Why We Were So Wrong About 2005

 

Asia is awash with cash now, thanks to high savings rates and huge cash inflows from international trade surpluses. (That's the other side of the U.S. trade deficit.) This keeps interest rates low in these markets, and the huge movements of cash across international borders works, for now, to push U.S. interest rates lower.

Add in global demand for long-dated bonds, as private and public pension funds try to match their investments to their obligations to rapidly aging populations, and you start to get a possible explanation for the puzzle of rising short rates and falling long rates.
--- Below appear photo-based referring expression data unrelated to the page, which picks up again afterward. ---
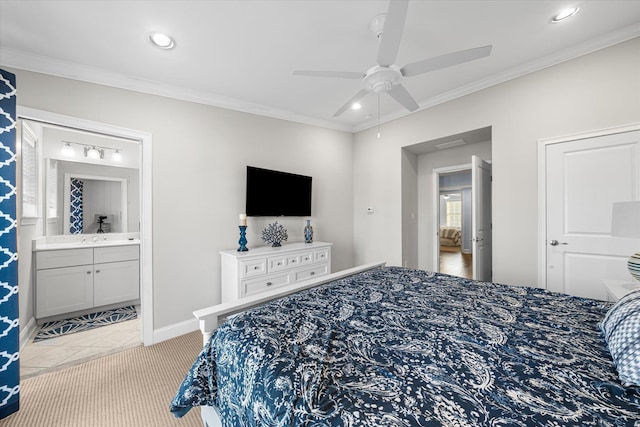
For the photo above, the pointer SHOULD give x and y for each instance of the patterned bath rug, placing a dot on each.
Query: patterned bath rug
(86, 322)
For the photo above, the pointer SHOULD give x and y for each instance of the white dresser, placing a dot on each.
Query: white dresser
(265, 268)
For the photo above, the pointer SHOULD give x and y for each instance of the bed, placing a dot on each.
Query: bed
(391, 346)
(450, 236)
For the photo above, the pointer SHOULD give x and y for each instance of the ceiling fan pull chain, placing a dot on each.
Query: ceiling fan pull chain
(378, 115)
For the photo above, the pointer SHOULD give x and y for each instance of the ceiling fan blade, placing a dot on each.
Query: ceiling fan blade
(334, 74)
(444, 61)
(400, 94)
(392, 32)
(357, 97)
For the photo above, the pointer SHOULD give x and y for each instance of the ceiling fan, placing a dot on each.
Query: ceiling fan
(386, 76)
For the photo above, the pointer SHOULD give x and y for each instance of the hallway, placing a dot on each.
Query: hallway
(456, 264)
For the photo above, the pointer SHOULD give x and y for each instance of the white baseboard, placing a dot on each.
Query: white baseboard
(175, 330)
(27, 331)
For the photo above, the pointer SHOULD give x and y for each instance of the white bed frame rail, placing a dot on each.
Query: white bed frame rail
(210, 317)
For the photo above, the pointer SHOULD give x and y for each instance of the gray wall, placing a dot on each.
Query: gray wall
(595, 91)
(199, 158)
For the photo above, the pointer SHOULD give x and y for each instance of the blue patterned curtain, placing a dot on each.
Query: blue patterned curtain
(75, 205)
(9, 326)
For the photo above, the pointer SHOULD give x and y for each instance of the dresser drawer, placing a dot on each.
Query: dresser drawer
(306, 258)
(116, 253)
(310, 273)
(277, 263)
(63, 258)
(321, 255)
(253, 268)
(251, 287)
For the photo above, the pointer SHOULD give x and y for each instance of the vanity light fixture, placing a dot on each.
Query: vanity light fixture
(162, 41)
(94, 153)
(67, 150)
(116, 156)
(565, 14)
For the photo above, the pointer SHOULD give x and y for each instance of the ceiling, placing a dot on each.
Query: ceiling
(241, 54)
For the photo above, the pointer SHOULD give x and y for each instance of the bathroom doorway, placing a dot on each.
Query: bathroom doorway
(52, 132)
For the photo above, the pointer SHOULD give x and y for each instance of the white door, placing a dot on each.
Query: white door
(481, 218)
(584, 178)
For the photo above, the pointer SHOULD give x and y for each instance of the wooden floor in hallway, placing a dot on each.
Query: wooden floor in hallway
(456, 263)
Euro Making the Dollar Look Good

What remains especially unclear now is what role expectations for an economic slowdown play in keeping long-term interest rates relatively low around the globe. That's a traditional interpretation of low long-term bond yields: When investors think the economy is about to slump, a move that will drive down the demand for money and consequently lower the interest rates borrowers are willing to pay, they buy today's bonds with today's higher yields in anticipation of tomorrow's lower interest rates.
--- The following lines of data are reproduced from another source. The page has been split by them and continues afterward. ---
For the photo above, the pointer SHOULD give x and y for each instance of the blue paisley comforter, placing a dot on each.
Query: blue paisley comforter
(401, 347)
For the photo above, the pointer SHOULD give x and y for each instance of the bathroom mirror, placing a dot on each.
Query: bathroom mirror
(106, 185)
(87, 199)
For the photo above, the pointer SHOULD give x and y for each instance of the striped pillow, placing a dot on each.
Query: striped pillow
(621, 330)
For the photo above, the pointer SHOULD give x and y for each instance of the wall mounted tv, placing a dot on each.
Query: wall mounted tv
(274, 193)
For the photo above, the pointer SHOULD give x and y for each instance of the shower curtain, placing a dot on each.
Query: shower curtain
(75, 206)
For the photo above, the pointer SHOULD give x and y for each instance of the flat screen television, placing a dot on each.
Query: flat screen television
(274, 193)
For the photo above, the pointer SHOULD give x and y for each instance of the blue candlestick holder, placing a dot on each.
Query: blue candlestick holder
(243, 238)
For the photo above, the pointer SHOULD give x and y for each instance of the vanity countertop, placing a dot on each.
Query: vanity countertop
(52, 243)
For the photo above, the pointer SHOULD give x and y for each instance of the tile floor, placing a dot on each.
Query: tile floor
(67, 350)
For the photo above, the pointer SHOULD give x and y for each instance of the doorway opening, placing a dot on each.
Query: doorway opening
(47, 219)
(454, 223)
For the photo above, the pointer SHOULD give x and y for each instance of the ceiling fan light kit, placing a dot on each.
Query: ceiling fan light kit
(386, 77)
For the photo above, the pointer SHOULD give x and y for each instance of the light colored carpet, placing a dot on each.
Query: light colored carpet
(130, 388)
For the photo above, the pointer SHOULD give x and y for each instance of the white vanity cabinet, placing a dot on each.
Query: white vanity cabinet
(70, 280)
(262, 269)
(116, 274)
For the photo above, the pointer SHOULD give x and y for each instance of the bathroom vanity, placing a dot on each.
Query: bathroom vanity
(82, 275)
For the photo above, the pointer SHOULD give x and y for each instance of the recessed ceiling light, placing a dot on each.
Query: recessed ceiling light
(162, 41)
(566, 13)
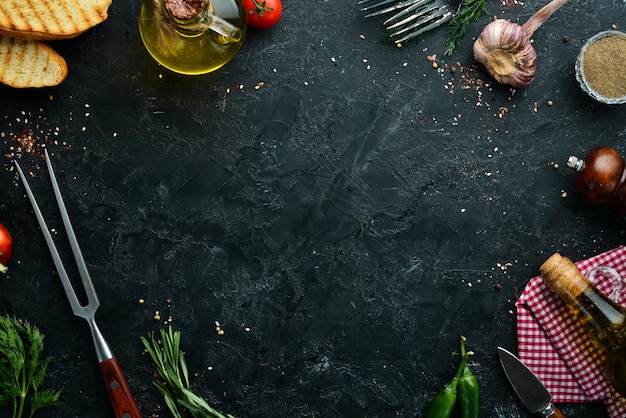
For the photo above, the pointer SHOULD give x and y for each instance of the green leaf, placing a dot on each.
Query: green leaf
(22, 371)
(173, 377)
(469, 11)
(43, 399)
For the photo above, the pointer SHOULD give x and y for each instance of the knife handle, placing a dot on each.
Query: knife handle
(122, 399)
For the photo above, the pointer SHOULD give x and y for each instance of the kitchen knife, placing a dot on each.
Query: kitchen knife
(527, 386)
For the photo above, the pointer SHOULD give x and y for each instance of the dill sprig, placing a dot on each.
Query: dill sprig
(469, 11)
(173, 377)
(22, 370)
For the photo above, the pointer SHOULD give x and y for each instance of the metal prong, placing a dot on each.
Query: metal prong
(90, 292)
(77, 308)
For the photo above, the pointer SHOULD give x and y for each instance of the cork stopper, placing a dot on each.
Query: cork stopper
(562, 276)
(184, 9)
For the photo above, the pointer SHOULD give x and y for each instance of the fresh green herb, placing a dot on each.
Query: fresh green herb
(469, 11)
(22, 370)
(173, 377)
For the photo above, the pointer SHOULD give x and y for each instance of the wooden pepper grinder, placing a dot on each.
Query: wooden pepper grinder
(601, 178)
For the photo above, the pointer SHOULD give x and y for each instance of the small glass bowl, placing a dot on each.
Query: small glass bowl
(580, 76)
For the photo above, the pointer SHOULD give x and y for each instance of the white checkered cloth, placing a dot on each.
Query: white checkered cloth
(554, 345)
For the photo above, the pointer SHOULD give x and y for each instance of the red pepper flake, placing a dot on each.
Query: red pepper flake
(184, 9)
This has the effect of driving down today's rates as well. But Greenspan recently told Congress that, this time, lower long-term yields may not be a signal the bond market is anticipating an economic slowdown. May not be. In other words, he doesn't know either.

The argument at the beginning of 2005 for a weaker dollar and higher U.S. interest rates was based, in good part, on a belief that international investors were becoming gradually unwilling to hold an ever-increasing supply of U.S. dollars. That unwillingness started to show up earlier this year in announcements from Asia central banks that they were thinking about reducing their portfolio concentration of dollars in favor of other currencies.

Haven't heard much talk like that since the euro's political crisis, have you? My best estimate now is that we won't see a significant upward trend in the yield on the U.S. 10-year Treasury until 1) the euro stabilizes and then starts to climb again vs. the dollar, and 2) the spread between the yield on the 10-year and two-year Treasury note vanishes. Today, the 10-year yields 3.9%, and the two-year yields 3.6%; this is an extraordinarily small spread. It's likely explained by the global need by pension funds for long-dated paper.